Il est vrai que, pour déconstruire ces modalités subjectives, il faut partir de l’idée que le capitalisme est un révélateur ontologique. La « déterritorialisation », la dispersion sont irrémédiables ; ce qui peut se dire : il n’y a pas de sens ; ou : Dieu est mort. S’opposer au capital au nom d’une reconquête du sens est voué à l’échec. Mais ce que le capitalisme révèle, il se voit obligé en un nouveau sens de l’occulter encore plus fortement : au lieu de laisser les sujets affronter cette dispersion de manière à en faire un objet d’affirmation, ceux-ci sont conduits à un très conventionnel éparpillement. Mais comme celui-ci s’accompagne d’une matrice d’identification forte, le double-bind ainsi produit aboutit bien à une perte du réel, si l’on entend avant tout par rapport au réel la capacité à situer et à dégager des foyers de composition subjective. Guattari parlait du délabrement des subjectivités, incapables de trouver un rapport constructif au temps, à la finitude, à l’autre. Ainsi les subjectivités sont-elles produites à la fois comme solipsistes, cultivant le manque, intériorisant fortement les impératifs et comme s’accomplissant dans les plaisirs, c’est-à-dire dans l’hystérisation de l’objet. La subjectivité capitalistique est fluide, sans prise, suspendue à cette pluralité changeante d’objets.
Est donc requise, en plus de la négativité interne aux luttes, une négativité déconstructrice et ce versant n’est certes pas moins « politique » que le premier. Mais il est clair que cela pose problème, au niveau de l’implication supposée, à partir du constat de la subsomption réelle, de la thèse du capitalisme « parasitaire ».
De la duplicité du « positif »
Nous avons évoqué plus haut la matrice ontologique, contenue dans les concepts de Mille Plateaux, sur laquelle repose l’approche ici en question. Il s’agit maintenant de dégager ses présupposés fondamentaux. On pourrait dire que le rapport d’implication entre la thèse de la subsomption réelle et celle du capitalisme devenu « parasitaire » n’a pas d’évidence immédiate. Au contraire, la connexion entre ces deux thèses engage deux présupposés principaux, l’un philosophique, l’autre politique.

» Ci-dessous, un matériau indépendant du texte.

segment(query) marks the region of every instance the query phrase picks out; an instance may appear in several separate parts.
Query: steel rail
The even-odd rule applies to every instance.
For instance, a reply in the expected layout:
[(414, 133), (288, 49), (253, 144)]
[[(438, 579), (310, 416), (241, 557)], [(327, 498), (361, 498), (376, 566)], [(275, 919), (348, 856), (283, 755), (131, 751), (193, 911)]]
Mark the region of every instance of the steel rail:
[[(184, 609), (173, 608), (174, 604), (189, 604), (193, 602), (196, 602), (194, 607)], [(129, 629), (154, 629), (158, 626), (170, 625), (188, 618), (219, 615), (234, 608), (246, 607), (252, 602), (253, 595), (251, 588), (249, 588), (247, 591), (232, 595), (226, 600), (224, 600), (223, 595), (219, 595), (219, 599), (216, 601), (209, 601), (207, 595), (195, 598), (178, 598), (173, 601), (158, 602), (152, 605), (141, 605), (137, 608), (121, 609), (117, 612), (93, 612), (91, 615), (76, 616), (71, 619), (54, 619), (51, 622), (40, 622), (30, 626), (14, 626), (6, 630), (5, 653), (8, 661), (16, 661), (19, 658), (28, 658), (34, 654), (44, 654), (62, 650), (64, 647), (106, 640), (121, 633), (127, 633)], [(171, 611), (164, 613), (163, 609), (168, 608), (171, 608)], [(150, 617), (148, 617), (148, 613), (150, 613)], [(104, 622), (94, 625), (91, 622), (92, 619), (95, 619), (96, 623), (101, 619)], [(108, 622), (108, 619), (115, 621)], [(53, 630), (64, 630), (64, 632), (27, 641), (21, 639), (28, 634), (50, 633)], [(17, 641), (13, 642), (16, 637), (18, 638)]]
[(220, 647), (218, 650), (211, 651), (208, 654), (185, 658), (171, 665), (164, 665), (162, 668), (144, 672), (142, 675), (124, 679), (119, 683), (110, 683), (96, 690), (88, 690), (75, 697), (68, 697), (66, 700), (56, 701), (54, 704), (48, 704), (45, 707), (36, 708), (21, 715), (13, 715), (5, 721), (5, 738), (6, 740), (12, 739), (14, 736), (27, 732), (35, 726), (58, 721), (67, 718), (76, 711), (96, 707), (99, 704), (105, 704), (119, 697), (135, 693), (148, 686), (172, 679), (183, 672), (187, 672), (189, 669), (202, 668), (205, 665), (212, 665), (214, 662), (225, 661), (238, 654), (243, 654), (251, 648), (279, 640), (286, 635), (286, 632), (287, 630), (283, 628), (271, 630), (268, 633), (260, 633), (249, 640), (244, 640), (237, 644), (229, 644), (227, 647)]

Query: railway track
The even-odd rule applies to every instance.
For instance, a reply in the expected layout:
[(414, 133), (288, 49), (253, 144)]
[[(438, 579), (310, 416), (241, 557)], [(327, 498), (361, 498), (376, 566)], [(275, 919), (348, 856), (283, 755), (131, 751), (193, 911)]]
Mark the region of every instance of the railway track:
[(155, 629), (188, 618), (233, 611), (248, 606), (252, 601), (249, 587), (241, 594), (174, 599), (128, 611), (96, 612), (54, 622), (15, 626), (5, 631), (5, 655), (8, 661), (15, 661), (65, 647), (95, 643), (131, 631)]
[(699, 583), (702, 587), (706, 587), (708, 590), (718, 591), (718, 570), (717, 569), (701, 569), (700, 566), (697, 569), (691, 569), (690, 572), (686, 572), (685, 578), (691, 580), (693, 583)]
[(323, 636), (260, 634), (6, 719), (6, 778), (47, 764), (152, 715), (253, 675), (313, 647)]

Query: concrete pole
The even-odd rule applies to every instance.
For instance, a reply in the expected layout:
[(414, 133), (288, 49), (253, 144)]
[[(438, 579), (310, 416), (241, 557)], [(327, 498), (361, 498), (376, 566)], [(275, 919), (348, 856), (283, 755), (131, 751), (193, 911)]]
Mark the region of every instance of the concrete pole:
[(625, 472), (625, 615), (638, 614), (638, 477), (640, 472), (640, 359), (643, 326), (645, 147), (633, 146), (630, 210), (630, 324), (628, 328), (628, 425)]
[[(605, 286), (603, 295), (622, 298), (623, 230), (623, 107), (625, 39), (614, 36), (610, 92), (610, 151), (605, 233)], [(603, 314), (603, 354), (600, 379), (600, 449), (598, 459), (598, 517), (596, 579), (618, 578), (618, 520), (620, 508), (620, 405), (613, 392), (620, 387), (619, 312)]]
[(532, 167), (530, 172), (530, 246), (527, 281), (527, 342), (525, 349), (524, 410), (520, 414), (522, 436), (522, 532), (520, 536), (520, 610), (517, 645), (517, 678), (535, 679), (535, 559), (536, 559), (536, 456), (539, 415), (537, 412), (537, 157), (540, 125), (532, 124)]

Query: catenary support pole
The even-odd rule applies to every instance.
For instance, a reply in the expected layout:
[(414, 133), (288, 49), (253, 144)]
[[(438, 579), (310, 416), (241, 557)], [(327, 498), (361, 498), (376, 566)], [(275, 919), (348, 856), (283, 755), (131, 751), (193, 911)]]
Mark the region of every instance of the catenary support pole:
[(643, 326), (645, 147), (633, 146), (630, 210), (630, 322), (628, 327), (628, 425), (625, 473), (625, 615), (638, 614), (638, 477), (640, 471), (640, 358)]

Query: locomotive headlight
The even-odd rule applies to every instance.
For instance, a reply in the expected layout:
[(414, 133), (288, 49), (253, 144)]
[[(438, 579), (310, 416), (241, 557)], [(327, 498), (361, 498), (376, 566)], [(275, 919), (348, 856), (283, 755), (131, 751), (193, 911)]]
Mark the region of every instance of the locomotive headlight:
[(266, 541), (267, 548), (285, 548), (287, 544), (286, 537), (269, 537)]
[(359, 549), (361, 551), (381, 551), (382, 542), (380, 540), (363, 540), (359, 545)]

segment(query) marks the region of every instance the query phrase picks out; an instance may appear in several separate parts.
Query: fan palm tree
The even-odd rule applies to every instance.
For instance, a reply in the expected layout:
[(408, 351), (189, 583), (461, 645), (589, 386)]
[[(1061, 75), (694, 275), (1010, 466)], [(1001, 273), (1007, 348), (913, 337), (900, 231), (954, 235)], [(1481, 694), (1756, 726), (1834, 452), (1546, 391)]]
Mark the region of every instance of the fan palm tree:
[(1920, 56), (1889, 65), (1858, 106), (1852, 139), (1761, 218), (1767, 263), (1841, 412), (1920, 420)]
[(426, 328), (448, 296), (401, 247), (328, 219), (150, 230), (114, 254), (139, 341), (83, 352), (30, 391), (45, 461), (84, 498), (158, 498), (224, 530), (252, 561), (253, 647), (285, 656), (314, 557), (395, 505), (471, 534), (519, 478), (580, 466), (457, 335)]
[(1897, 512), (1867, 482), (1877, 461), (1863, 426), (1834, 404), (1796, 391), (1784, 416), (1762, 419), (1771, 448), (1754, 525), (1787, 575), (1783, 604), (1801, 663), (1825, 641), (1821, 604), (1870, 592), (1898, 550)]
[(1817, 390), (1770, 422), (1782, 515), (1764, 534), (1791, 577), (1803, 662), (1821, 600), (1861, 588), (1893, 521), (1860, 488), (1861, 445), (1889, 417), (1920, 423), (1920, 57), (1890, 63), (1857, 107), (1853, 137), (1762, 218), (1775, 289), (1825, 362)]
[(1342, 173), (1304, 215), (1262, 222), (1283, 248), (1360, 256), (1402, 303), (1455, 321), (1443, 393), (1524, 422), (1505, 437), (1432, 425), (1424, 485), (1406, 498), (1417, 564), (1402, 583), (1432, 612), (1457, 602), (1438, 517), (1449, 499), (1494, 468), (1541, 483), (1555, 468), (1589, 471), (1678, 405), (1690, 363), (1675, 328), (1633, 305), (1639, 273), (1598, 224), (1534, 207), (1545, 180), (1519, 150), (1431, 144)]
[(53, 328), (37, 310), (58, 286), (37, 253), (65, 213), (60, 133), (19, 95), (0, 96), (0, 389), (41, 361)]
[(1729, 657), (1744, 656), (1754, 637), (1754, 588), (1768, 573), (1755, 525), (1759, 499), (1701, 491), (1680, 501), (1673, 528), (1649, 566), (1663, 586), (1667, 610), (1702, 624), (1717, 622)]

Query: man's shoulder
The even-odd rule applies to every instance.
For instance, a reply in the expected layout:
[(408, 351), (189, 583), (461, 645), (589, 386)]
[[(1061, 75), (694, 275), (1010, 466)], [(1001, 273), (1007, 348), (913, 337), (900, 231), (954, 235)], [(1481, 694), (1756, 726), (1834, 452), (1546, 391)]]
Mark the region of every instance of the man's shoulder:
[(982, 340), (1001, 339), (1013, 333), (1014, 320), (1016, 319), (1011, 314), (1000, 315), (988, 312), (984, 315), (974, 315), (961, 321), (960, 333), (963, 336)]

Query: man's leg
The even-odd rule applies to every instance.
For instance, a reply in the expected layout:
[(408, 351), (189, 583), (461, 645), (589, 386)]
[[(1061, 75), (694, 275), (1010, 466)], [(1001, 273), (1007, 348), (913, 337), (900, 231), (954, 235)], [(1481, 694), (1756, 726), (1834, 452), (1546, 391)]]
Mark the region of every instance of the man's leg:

• Philosophique : deux traditions s’opposeraient. Dans la première, issue de Hegel, prolongée avec Heidegger et, via l’École de Francfort et le « situationnisme », aboutissant aujourd’hui à Badiou et Agamben, l’articulation du sujet à l’effectivité étante se fait par l’écart entre l’être en tant qu’être, dont le seul sujet a la garde, et l’étant présent. Ainsi, le sujet est ce qui peut s’excepter du tout de l’étant pour dénoncer, du point d’être non-étant où lui seul se situe, la falsification du monde. Ainsi, la phrase d’Adorno : « Le Tout est le non-vrai », manifeste parfaitement cette capacité du sujet à être hors du tout, et à trouver dans ce dehors seul une force insurrectionnelle. A cette tradition s’opposerait donc celle de la philosophie « positive », traçant une continuité entre Spinoza et Deleuze-Guattari ou Foucault (au moins à partir de la Volonté de Savoir). Celle-ci se caractérise tout d’abord par le refus du caractère exceptionnel du sujet. Le sujet, dans cette perspective, est à même l’effectivité du monde prise telle qu’elle est, quoique recelant en elle une virtualité constructive. C’est à partir du « il y a », non à partir de son dehors, que l’on peut déceler les bases d’un monde libre. Il est important de noter qu’ici, le pouvoir lui-même est producteur, au sens large du terme.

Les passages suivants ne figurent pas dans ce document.